Can anyone provide any advice for optimizing a multi-pass terrain shader?

I’m not quite sure where to start. I know exactly where the GPU time is going: too many 1024x1024 tex2d calls. What I don’t know is how to fix it, and I could use some more eyes on the problem.

The situation: my terrain has 24 biomes, which move around the terrain as the game progresses.

I’m rendering this in 6 passes. Each pass applies:

  • a low-res global normal map,
  • the passes biome blend map,
  • 4 biome-specific height maps,
  • 4 biome-specific normal maps,
  • 4 biome-specific colour maps.

That’s a rather nasty 14*6 84 tex2d calls, for geometry that usually takes up the entire screen due to the game’s RTS-style top down viewpoint. My GPU isn’t happy with me.

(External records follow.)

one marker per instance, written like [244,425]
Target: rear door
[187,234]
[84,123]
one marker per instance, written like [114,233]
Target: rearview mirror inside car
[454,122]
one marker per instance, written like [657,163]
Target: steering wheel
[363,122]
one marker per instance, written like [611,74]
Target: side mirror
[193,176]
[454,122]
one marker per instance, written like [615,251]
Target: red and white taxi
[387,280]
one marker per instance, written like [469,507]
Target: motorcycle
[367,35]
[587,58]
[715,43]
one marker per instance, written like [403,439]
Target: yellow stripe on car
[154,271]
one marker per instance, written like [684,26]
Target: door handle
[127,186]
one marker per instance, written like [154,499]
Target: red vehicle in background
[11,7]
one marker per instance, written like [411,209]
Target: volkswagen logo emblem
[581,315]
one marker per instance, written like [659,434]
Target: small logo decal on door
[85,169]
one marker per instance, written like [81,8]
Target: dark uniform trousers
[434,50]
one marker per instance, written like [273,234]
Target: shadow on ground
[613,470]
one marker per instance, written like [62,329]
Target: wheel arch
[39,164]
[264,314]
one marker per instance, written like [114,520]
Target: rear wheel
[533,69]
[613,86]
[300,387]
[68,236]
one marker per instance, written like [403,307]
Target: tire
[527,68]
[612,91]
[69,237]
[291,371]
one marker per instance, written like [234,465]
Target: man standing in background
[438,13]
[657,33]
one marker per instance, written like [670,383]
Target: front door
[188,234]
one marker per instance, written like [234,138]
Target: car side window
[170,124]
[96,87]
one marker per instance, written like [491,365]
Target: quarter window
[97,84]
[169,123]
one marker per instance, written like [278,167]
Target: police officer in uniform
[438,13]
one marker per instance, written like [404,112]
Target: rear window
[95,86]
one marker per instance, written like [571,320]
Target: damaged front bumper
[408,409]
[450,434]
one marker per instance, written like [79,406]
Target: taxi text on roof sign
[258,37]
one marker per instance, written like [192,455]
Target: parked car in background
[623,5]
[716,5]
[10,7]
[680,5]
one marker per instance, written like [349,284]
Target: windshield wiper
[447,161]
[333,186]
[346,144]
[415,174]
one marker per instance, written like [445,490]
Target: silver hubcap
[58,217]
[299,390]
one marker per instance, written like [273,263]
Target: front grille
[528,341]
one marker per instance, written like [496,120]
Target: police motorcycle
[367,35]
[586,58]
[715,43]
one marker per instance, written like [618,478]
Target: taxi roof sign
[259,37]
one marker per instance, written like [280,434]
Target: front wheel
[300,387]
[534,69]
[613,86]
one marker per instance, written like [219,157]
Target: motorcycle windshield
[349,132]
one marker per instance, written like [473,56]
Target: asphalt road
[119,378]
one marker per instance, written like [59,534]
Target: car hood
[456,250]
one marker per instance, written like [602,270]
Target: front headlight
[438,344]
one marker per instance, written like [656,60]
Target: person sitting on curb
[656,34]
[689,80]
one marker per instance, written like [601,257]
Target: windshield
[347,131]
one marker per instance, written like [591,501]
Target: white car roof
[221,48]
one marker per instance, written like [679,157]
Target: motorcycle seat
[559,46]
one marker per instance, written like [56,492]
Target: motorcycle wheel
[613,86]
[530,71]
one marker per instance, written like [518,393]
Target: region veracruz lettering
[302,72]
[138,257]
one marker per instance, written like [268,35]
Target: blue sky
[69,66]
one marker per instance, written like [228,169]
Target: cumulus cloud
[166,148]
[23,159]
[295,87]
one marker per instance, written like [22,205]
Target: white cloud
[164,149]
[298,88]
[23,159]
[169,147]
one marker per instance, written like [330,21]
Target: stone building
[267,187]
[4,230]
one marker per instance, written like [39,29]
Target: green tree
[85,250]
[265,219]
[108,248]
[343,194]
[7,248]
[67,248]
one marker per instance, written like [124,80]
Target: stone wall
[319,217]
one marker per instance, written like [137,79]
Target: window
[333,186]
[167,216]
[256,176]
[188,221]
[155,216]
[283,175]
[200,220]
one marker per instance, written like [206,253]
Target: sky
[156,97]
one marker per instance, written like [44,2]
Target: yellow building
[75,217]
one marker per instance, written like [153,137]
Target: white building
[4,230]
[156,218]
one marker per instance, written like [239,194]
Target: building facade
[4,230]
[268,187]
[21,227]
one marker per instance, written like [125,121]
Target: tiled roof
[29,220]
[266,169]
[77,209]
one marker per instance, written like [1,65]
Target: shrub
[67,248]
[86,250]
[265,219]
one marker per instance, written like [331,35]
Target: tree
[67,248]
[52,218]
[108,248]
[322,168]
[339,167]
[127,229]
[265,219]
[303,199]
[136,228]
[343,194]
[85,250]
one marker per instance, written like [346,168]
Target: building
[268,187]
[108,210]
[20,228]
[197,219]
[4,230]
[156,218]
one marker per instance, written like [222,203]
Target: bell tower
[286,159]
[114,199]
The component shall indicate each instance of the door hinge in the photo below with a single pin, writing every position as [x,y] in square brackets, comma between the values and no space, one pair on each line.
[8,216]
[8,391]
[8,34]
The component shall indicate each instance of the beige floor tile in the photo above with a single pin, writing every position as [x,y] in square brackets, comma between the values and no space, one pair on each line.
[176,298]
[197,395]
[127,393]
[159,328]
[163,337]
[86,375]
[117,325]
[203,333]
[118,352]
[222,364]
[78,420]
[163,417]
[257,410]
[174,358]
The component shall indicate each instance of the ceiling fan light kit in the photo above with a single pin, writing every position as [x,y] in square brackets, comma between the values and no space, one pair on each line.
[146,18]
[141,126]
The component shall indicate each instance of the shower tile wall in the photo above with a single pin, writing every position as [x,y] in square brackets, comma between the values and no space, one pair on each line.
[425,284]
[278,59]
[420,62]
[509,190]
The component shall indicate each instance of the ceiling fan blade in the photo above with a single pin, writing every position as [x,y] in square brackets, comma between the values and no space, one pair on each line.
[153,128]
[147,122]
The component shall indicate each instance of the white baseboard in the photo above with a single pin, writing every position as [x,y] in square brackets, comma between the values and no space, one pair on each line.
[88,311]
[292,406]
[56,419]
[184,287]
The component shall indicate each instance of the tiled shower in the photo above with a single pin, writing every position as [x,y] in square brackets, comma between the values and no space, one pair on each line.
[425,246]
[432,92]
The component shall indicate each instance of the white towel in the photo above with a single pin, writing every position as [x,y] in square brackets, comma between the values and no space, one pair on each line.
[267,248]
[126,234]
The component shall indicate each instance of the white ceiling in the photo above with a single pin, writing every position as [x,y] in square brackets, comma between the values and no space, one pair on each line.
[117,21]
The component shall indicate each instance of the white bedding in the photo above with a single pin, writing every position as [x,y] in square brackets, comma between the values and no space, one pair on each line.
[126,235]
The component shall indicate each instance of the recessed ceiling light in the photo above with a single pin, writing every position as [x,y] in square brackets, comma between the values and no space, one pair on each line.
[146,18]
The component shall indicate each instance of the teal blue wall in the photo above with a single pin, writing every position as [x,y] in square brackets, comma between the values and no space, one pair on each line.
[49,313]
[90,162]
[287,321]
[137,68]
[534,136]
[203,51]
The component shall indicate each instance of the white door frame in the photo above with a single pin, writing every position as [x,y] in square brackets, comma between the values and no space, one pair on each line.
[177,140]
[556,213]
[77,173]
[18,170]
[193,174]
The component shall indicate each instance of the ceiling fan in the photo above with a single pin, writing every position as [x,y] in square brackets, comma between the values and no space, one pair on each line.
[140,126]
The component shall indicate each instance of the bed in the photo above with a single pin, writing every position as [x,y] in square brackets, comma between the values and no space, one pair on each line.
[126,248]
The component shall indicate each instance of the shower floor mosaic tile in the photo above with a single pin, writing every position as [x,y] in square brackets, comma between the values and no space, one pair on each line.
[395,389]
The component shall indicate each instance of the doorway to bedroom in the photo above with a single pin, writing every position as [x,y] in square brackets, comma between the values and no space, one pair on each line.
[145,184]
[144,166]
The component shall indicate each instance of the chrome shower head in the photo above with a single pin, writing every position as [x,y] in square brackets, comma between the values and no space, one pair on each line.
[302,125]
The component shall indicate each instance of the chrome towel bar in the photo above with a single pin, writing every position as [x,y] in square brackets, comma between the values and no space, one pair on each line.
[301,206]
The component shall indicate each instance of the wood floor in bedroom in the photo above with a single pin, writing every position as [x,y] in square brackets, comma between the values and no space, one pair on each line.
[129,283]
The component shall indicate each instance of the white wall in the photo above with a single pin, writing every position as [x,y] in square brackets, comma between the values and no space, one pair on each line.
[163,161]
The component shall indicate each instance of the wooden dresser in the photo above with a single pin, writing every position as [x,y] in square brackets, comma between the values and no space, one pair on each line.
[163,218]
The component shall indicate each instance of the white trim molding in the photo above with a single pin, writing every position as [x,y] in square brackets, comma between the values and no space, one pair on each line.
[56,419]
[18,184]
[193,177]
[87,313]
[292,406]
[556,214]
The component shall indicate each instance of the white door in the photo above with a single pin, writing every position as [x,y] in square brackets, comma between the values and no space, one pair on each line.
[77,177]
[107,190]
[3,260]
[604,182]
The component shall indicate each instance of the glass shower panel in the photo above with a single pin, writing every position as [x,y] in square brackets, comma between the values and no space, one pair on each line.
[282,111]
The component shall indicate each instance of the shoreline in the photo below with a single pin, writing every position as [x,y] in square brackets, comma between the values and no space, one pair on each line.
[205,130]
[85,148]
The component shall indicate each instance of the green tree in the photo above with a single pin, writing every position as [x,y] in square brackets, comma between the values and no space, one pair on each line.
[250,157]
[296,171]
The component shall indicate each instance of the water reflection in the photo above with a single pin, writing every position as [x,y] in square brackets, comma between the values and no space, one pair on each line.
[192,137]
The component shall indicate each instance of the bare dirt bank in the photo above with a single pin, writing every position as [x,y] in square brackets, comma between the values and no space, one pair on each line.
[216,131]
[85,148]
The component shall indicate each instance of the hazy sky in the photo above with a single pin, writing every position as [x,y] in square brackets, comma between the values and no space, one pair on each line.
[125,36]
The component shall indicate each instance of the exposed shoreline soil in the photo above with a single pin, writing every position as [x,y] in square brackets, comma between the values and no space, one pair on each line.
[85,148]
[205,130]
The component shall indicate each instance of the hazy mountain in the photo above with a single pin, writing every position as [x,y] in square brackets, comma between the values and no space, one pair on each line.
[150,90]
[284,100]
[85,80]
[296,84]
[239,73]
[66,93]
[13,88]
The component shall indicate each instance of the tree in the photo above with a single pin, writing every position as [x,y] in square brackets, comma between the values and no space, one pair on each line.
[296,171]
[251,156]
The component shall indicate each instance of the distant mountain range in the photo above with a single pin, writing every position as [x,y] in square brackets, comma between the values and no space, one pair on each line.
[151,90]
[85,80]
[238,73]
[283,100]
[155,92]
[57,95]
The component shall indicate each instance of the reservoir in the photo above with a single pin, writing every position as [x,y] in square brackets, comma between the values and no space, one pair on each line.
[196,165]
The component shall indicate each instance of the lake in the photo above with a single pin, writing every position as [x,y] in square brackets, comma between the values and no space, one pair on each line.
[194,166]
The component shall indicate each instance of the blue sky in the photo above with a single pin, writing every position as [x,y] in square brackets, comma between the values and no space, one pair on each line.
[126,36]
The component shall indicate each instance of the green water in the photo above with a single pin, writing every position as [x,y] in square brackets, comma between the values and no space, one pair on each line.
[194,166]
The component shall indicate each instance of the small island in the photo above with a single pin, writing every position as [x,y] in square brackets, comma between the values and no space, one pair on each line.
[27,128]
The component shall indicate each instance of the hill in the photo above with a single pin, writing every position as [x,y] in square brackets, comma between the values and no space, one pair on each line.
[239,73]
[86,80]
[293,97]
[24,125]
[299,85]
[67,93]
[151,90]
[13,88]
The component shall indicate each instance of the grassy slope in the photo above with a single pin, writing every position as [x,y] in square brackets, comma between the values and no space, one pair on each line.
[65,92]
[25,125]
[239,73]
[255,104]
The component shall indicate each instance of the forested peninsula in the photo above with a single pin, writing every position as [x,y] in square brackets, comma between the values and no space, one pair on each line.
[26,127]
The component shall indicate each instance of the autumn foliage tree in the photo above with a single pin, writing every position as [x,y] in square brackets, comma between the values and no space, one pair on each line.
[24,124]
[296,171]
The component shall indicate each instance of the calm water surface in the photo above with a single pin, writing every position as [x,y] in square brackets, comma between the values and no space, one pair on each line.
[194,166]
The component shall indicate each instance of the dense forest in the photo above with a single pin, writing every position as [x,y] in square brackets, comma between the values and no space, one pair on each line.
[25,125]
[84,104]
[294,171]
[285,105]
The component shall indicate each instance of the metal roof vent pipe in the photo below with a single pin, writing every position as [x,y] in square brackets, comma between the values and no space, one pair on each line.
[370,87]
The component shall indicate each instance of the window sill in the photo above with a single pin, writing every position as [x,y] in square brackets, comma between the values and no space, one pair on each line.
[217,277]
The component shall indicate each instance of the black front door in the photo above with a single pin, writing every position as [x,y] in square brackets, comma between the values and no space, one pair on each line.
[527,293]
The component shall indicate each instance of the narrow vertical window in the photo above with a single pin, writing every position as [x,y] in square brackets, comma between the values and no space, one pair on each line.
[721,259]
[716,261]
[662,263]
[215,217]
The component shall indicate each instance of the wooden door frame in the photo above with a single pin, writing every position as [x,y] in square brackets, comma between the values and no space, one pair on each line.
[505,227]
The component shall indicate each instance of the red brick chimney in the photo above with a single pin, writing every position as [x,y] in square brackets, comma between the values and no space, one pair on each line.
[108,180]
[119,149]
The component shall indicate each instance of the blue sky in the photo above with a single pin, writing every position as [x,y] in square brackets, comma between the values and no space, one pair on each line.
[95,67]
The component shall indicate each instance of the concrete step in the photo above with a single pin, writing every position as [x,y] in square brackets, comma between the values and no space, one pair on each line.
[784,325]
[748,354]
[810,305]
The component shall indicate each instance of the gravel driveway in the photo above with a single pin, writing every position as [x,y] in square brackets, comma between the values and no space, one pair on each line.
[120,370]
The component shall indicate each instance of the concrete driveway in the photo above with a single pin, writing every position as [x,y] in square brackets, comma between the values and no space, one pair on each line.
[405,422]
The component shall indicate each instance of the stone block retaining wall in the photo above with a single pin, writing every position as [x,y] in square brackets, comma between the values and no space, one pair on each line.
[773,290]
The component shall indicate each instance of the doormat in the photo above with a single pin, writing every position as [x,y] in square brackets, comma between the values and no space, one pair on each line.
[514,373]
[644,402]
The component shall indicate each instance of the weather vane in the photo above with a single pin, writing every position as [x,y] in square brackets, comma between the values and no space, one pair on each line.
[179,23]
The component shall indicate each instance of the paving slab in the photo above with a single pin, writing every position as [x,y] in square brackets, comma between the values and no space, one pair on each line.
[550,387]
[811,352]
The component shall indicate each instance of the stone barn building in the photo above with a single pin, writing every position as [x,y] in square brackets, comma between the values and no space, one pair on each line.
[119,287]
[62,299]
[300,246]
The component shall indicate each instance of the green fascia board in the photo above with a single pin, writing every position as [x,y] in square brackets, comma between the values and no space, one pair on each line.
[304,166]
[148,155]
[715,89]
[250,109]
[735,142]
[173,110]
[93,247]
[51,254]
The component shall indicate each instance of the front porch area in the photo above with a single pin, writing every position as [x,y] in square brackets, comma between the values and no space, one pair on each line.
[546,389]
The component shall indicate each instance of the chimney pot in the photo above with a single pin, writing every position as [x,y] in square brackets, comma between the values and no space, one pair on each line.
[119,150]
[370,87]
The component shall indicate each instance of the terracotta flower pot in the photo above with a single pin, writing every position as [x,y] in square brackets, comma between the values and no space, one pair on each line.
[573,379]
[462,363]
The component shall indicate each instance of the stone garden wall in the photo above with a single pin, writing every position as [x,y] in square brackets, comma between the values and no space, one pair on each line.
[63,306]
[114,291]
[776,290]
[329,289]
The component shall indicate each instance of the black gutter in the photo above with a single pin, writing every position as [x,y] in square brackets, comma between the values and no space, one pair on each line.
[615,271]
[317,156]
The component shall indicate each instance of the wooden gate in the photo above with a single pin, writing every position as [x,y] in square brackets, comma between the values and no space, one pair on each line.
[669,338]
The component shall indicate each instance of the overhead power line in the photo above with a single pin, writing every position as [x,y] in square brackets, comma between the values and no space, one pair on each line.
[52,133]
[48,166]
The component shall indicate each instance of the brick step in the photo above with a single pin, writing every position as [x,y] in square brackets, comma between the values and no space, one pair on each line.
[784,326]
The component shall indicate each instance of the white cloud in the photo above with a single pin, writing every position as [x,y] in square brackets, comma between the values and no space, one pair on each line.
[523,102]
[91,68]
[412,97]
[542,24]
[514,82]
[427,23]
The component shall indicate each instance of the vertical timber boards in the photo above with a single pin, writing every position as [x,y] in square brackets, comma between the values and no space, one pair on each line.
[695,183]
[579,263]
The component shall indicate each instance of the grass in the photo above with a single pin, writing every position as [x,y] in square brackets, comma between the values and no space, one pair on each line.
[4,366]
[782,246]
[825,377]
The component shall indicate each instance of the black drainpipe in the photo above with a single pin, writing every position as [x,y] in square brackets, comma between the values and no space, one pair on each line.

Intuitively, I want to do a deferred render approach: render a full screen texture with screen-space depth, normal and texture coordinates, then draw the biomes on top of that. That way I only draw the terrain geometry once instead of 6 times. Problem is, that makes no difference to the amount of work the pixel shader has to do, and the terrain didn’t cause any FPS problems when I was only drawing the diffuse maps, which indicates to me that it’s the pixel shader that’s the bottleneck.

Right now, the concessions I have to pixel shader performance are fairly basic:

  1. Dumping out of the pixel shader as soon as the blend map indicates there are no relevant biomes on this pixel.
  2. Packing the height map into the normal map’s alpha channel. I’m pretty sure this is actively hurting me because I have to sample height and then translate the texture coords by the relief map before I sample the normal.

As I said, I could use a few more sets of eyes on this, to make sure I’m not missing something obvious. How would you go about using extra passes, different textures or any other tricks to optimize in a situation like this?

This is a great question that I don’t have the knowledge to help with but you may be able to find someone that can help you in the MollyRocket or HandmadeNetwork discord.

Break it into tiles of reasonable sizes, create permutation shader (in Dx12 or any modern API I would tell you to use dynamic texture indexing but this aint gonna fly here), consider only sub set of biome textures for given tile through permutation shader. Even then still BRANCH (and by branch I mean branch that wont flatten) to prevent additional texture samples where blending between biomes isn’t required. That being said, post some pictures, so we can optimized towards desired result, text wont mostly cut it.

Also not sure why you mean by pass here, this should be single drawcall in your current setup. Passes as seen by MG (or FX system in general) is simply binding different shader and drawing again.